Church asks federal judge to toss Huntsman lawsuit alleging fraud

Religion

The spires of the historic Salt Lake Temple are shown here during the 186th Annual General Conference of the Church of Jesus Christ of Latter-Day Saints on April 2, 2016 in Salt Lake City, Utah. (Photo by George Frey/Getty Images)

(ABC4) – The Church of Jesus Christ of Latter-day Saints is asking a federal judge to toss a lawsuit from the brother of a former Utah governor.

In late March, James Huntsman filed a federal lawsuit accusing the Church of fraud, saying it spent members’ tithes meant for charity on commercial purposes.

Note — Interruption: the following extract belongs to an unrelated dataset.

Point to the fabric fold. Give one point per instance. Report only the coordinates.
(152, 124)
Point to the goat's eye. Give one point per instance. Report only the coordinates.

The suit, filed in California, says the Latter-day Saints Corporation “dishonestly and fraudulently placed its own commercial financial interests above the loyalty and well-being of the Church’s most devout members, including Plaintiff James Huntsman.”

According to Huntsman’s lawsuit, which you can read here, the Corporation has “repeatedly and publicly lied about the intended use of those funds, “promising they would go to purposes like missionary work, member indoctrination, temple work, and other educational and charitable activities.

“Behind the scenes, however, rather than using tithing funds for the promised purposes, the LDS Corporation secretly lined its own pockets by using the funds to develop a multi-billion dollar commercial real estate and insurance empire that had nothing to do with charity.”

Tithing funds are a one-tenth part of produce or earnings, paid as contributions or donations to a religious organization by members.

In a formal response recently filed U.S. District Court in California, attorneys for the Church deny Huntsman’s allegations and request a prayer for relief.

“The Church prays that Mr. Huntsman’s complaint be dismissed with prejudice. Additionally, because the complaint is without merit and was not maintained in good faith, the Church requests reimbursement of its costs and attorney’s fees. The Church also asks for any other relief that is just and proper.”

Throughout the filing, attorneys for the Church deny the claims made by Huntsman, as well as his donation of “10% of his annual income to the Church between 1993 and 2017 and also denies that his donations during this time ‘amounted to millions of dollars.'”

You can read the full filing below:

Click the square in the bottom right corner for full screen.

A status conference is scheduled for May 28.